But many of us were nervous. Some of the older guys under me, pessimists and alkies, sucked down cigarettes in the designated smoking area and took nips from their flasks. They were in their late forties and fifties, jaded red-faced fellers. Some hadn’t been so smart with their money, had terrible divorce lawyers, many mortgages and multiple wives and families in different states who didn’t know about each other. Those guys, our travelling account execs, really needed this. They were good but overextended men whose lives were hanging by dental floss. Believe it or not, some of us weren’t that bad. Some of us, people like me from the old days, always thought if we were in the background and not so upfront and in people’s peepers that we really weren’t doing anything bad for humanity. We were shepherding the world in the right direction. We’d just fallen into this and stuck around. It was a paying job, sort of honest work. We were no different than the British Royal Family, who thought God had chosen them to lead.

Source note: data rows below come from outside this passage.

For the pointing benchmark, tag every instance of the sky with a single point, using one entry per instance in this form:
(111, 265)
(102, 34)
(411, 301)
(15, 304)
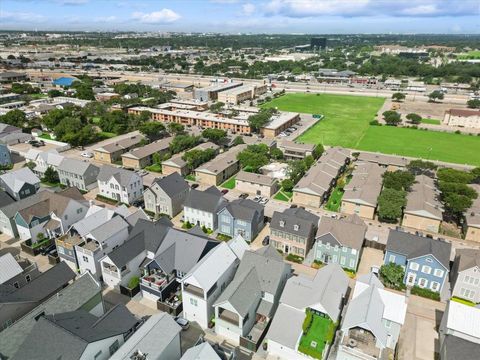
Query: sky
(245, 16)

I spent most of the morning writing a playbook for my successor, so my position wouldn’t go to pot as soon as I’d left. Around ten in the morning, the minions had switched from coffee and Kahlua to Champagne and mimosas, many of the youngsters quite stinko, dancing on their desks. Through my glass office walls, I could see them waving for me to come out, mouthing, “Norm! Sensei! Get your geriatric ass out here and party. We’re gonna be rich!”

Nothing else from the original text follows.